この本丸は粟田口と三条派だったり、ある程度男士たちが夕餉を食べ終えたら他の刀派が入れ替わりで食べていて、ちょうど今、粟田口が全振り食べ終えたところだという。
「なので、その間にお借りしたジャージを洗います」
「別にそこまでしなくてもいいのに」
薙が舞に来てくれて世話になったのは俺らの方。しかもこっちで勝手に決めて送りに来た。それでも俺に何もせずに帰らせるわけにはいかないと、夕餉を提案したのは遥さんなりの気遣いだろう。無下には出来ない。
…けど、ちょっと不安で緊張するかも。
「薙やわしらもおるき、心配いらんぜよ」
打って変わって頼もしい笑顔を見せた“陸奥守”に頷く。障子越しに話を聞いていた薙も部屋から出て来て「私は洗濯機を回してから行くね」と、俺たちとは反対の方向へと向かって行った。
「お、来た来た」
稽古場にいた“俺”たちに手招きされて、ちょっと遠慮気味に勧められたところに座った。少しして薙さんもやって来て、鶏肉の唐揚げにきのこの炊き込みご飯、千切りキャベツにトマトなどバランスのいい夕餉をみんなで囲う。

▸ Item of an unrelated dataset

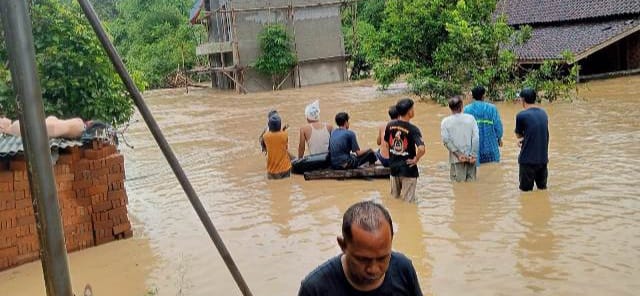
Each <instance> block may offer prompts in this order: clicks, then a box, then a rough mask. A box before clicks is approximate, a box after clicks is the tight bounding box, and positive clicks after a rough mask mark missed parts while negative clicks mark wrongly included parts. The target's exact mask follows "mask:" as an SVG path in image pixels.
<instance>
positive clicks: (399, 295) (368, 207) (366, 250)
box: [298, 201, 422, 296]
mask: <svg viewBox="0 0 640 296" xmlns="http://www.w3.org/2000/svg"><path fill="white" fill-rule="evenodd" d="M392 225H393V223H392V221H391V216H390V215H389V212H387V210H386V209H385V208H384V207H382V206H381V205H380V204H377V203H375V202H373V201H363V202H359V203H357V204H355V205H352V206H351V207H350V208H349V209H348V210H347V211H346V212H345V213H344V216H343V218H342V237H338V244H339V245H340V248H341V249H342V254H341V255H338V256H336V257H334V258H332V259H329V260H328V261H327V262H325V263H323V264H322V265H320V266H318V267H317V268H316V269H315V270H313V271H312V272H311V273H309V275H307V277H305V279H304V280H303V281H302V284H301V285H300V290H299V291H298V296H329V295H330V296H350V295H371V296H374V295H375V296H387V295H388V296H422V291H420V284H419V283H418V276H417V274H416V271H415V269H414V268H413V265H412V264H411V261H410V260H409V259H408V258H407V257H405V256H404V255H402V254H400V253H397V252H393V251H391V242H392V240H393V226H392Z"/></svg>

「そっちの“自分”は何か違うところはあるのか」「本丸はどんな雰囲気なのか」「何振りいるのか」、違う本丸の俺がいるからか話題は尽きない。安定に頼ることが多くて、着いてすぐに薙にも頼ろうとしていた俺も楽しく過ごせていて、“陸奥守”とあんな話を出来たのもあってか、「ちょっとは成長したかな」と思えた。
「お口に合うかい?」
「ん、すっごく美味しい」
“歌仙”が揚げたての唐揚げを追加で持って来てくれて、みんなが2~3個ずつ皿に取った(“陸奥守”は4個)。生姜の風味が効いた味付けに、俺も甘えさせてもらって2個もらう。少し離れたところから“次郎太刀”が「唐揚げをつまみにするのもオツだねぇ」とビールをあおった。向かいにいる“太郎太刀”もそうで、俺の本丸の2振りはいつもしっかりと夕餉を食べて飲むのがいつものことで、「やっぱりこういう違いもあるんだ」と唐揚げを頬張る。
「そろそろ洗濯が終わると思う」
薙と一緒に洗濯機が置かれているところへと向かった。残り時間は8分。
「楽しく過ごせた?」
「うん、おかげさまで」
「良かった、安心したよ」
まるで自分のことのように安心した薙にそっと寄り掛かった。
これも、成長したと思えたから出来ること。
「どうしたの?」
「んー、お願いがあるんだけど」
「な、何?」
「俺のこと、“加州
薙は目をぱちくりさせた後、すっと微笑む。
「加州くんはやっぱり可愛いねー」
「だーかーらー!髪の毛ぐちゃぐちゃにしないでよねー!」
あの時と同じように頭を撫でられてそっぽを向いた。「ごめんって」と今度は乱れた髪を直すように梳くその手からは優しい温もりを感じる。薙なりの愛をまた感じられて、なんだかくすぐったくなった。
「綾菜さんによろしくお伝えください」
見送りは一緒に夕餉を食べた男士と遥さんだった。ちなみに遥さんが何か持たせようとしてたから、そこは止めといた。
「色々ありがと。楽しかった」
「また来るとえい。その時は飲みもってごとごと話そう」
「ん、楽しみにしてる」
転送装置のボタンを押し、「じゃーね」と軽く手を振る。みんなも手を振り返してくれて、光に包まれて本丸へと戻った。
「清光、おかえり」
迎えてくれたのは主だった。
「たっだいまー!」
“俺”と“陸奥守”と話していたら妙に主が恋しくなったからか、姿を見た途端嬉しくなって主に飛び込んだ。「おっと」と受け止めた主が優しく頭を撫でる。
「ちょっと雰囲気変わったね。何かあった?」
「秘密~」と主に見えない角度でくしゃりと笑った。
「俺、顕現したのがこの本丸で良かった」
「あたしも清光が顕現してくれて嬉しいよ?」
「へへへ~」
…別にアイスコーヒーは飲めなくてもいいや。